From Volume 88, Number 4 (May 2015)
Property is the law of lists and ledgers. County land records, stock certificate entries, mortgage registries, Uniform Commercial Code filings on personal property, copyright and patent registries of interests in intellectual property, bank accounts, domain name systems, and consumers’ Kindle e-book collections in the cloud are all merely entries in a list, determining who owns what.
Each such list has suffered a traditional limitation. To prevent falsification or duplication, a single entity must maintain the list, and users must trust (and pay) that entity. As a result, transactions must proceed at significant expense and delay. Yet zero or near-zero transaction costs are the fuel of Internet scalability. Property transactions have not yet truly undergone an Internet revolution at least partly because they are constrained by the cost of creating centralized trusted authorities.

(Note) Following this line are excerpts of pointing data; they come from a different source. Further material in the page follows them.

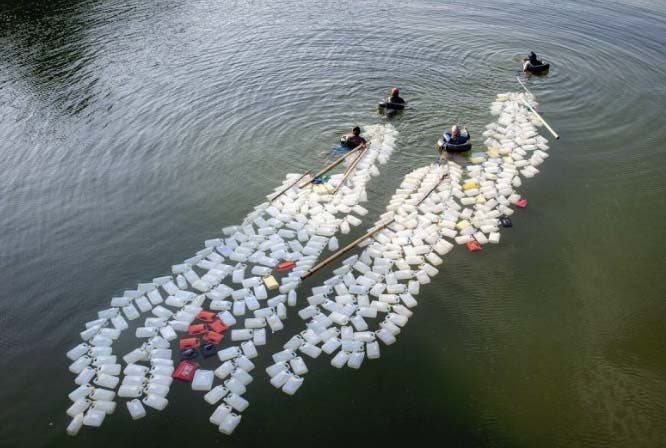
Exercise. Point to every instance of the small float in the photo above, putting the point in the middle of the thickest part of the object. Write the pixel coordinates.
(464, 146)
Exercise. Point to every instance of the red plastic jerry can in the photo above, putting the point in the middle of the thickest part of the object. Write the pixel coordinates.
(185, 371)
(213, 337)
(206, 316)
(217, 326)
(197, 329)
(189, 343)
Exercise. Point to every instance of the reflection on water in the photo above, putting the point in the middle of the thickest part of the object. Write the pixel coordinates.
(134, 130)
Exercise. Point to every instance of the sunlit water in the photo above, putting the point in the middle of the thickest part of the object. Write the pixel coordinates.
(132, 131)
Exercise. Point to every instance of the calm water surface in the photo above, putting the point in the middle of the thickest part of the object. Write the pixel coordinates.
(131, 131)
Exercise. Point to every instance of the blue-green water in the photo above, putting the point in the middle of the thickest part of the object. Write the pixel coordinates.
(132, 131)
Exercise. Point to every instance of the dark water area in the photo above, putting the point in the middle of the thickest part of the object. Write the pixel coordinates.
(130, 132)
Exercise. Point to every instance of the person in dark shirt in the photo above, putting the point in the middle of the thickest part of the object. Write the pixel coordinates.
(395, 99)
(455, 137)
(355, 139)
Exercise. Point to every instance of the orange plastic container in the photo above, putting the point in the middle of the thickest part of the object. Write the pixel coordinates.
(189, 343)
(217, 326)
(213, 337)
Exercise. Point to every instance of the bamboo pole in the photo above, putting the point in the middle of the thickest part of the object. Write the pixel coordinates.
(289, 187)
(523, 85)
(332, 165)
(541, 119)
(374, 230)
(346, 249)
(350, 170)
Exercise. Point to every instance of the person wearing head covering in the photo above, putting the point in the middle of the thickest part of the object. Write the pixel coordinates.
(355, 138)
(395, 99)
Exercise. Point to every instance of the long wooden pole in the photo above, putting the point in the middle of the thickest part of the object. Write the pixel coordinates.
(290, 186)
(541, 119)
(354, 243)
(332, 165)
(346, 249)
(523, 85)
(349, 170)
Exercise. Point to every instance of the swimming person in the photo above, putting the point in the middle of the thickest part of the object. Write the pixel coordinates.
(355, 139)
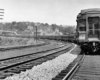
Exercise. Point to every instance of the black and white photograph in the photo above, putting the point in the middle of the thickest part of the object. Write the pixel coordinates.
(49, 39)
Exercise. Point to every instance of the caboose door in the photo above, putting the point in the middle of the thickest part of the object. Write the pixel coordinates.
(94, 27)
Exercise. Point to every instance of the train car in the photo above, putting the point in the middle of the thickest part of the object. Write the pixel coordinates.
(88, 29)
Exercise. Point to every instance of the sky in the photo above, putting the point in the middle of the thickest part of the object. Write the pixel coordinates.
(60, 12)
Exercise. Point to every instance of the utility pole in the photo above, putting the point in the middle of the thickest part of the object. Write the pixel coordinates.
(36, 34)
(1, 13)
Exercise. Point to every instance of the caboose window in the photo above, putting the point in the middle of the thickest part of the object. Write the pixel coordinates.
(82, 28)
(82, 25)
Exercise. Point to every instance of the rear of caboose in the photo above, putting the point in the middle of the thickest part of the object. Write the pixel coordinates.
(88, 29)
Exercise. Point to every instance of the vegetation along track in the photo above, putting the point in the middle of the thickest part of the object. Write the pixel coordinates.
(11, 66)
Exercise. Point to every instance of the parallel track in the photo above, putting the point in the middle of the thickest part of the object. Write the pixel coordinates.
(71, 69)
(14, 65)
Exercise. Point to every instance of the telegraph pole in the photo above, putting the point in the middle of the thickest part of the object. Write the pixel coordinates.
(1, 13)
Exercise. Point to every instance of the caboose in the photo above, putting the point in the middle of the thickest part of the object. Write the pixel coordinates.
(88, 29)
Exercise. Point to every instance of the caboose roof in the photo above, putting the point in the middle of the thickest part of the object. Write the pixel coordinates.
(92, 10)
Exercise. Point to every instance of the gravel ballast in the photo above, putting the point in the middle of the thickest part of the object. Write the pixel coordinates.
(46, 70)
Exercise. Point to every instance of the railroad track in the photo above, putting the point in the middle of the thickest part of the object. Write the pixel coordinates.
(22, 47)
(14, 65)
(84, 67)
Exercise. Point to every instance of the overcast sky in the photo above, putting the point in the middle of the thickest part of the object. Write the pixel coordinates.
(61, 12)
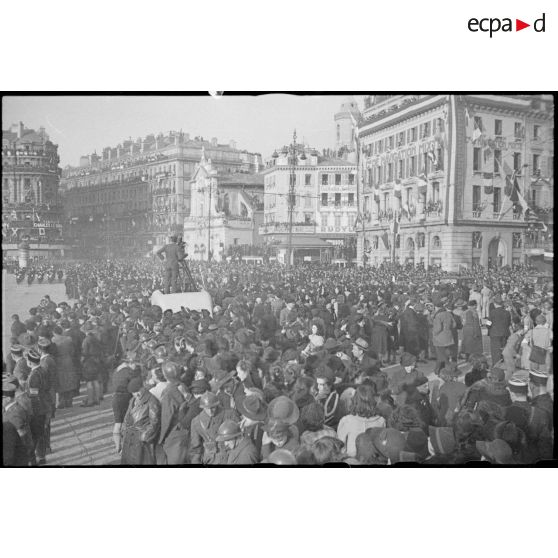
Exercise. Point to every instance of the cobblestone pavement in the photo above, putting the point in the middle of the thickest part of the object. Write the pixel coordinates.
(83, 435)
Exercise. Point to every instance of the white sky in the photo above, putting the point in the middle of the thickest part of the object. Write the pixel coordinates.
(81, 124)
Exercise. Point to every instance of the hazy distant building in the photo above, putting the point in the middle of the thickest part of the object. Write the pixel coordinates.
(226, 211)
(444, 168)
(324, 211)
(30, 197)
(131, 197)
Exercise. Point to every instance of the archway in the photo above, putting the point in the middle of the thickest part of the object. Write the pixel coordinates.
(497, 253)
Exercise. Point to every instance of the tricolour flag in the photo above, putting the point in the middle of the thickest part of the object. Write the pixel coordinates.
(385, 240)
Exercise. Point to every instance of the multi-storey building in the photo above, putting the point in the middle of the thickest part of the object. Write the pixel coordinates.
(30, 199)
(459, 177)
(130, 198)
(226, 212)
(324, 209)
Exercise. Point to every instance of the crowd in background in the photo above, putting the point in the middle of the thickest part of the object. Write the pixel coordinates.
(309, 366)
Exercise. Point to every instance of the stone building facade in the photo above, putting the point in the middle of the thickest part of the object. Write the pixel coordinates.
(443, 167)
(30, 193)
(129, 199)
(226, 212)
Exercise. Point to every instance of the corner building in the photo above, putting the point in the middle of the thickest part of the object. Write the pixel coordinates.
(438, 165)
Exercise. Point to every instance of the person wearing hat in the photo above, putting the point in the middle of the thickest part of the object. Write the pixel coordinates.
(205, 427)
(471, 333)
(409, 328)
(21, 369)
(538, 343)
(443, 326)
(253, 411)
(406, 374)
(534, 421)
(141, 425)
(499, 322)
(92, 364)
(538, 389)
(38, 390)
(13, 412)
(171, 446)
(446, 397)
(493, 388)
(390, 443)
(497, 452)
(328, 397)
(236, 449)
(50, 369)
(278, 434)
(361, 358)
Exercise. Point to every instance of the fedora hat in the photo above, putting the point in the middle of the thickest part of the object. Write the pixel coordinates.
(284, 409)
(209, 400)
(253, 407)
(361, 343)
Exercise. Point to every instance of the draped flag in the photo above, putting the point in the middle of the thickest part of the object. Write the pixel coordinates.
(385, 240)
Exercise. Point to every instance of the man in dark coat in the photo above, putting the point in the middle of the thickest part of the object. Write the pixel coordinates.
(499, 329)
(18, 327)
(171, 448)
(173, 256)
(409, 330)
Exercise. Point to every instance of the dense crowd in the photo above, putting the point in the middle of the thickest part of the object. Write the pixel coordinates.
(309, 366)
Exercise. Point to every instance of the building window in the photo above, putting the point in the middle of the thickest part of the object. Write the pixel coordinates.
(476, 198)
(477, 239)
(435, 192)
(497, 127)
(536, 164)
(390, 172)
(413, 169)
(337, 221)
(497, 160)
(497, 200)
(476, 159)
(517, 162)
(440, 158)
(536, 131)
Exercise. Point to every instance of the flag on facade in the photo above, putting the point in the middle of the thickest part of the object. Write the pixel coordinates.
(487, 179)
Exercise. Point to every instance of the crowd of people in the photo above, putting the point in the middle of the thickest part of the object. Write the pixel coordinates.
(306, 366)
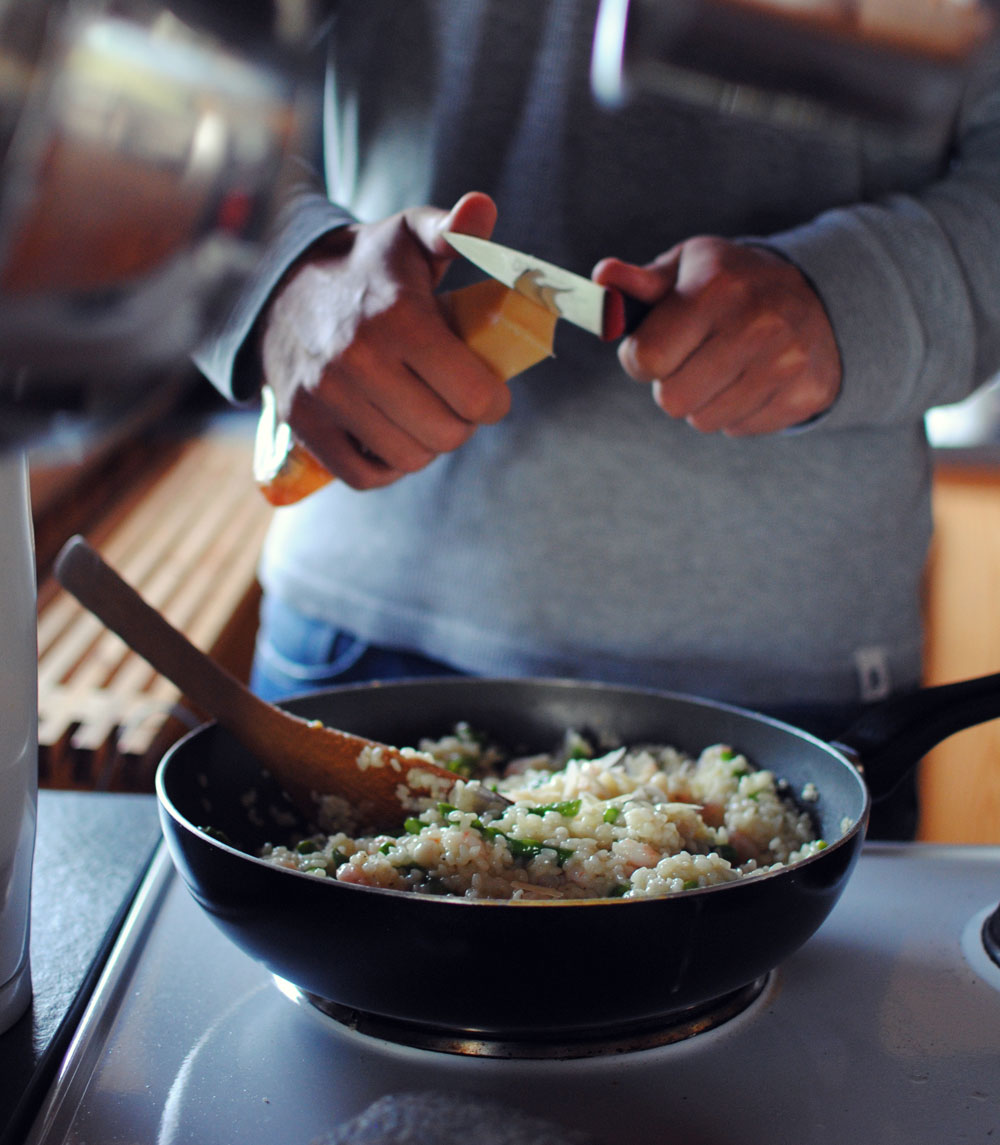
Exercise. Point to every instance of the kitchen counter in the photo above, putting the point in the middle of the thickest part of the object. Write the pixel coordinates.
(91, 852)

This Article reimagines the contours of digital property if that central constraint were removed. There is every reason to believe it can be. Increased interest in cryptocurrencies has driven the development of a series of technologies for creating public, cryptographically secure ledgers of property interests that do not rely on trust in a specific entity to curate the list. Previously, the digital objects that users could buy and sell online were not rivalrous in the same way as offline physical objects, unless some centralized entity such as a social network, digital currency issuer, or game company served the function of trusted list curator. Trustless public ledgers change this dynamic. Counterparties can hand one another digital, rivalrous objects in the same way that they used to hand each other gold bars or dollar bills. No intermediary or curator is needed.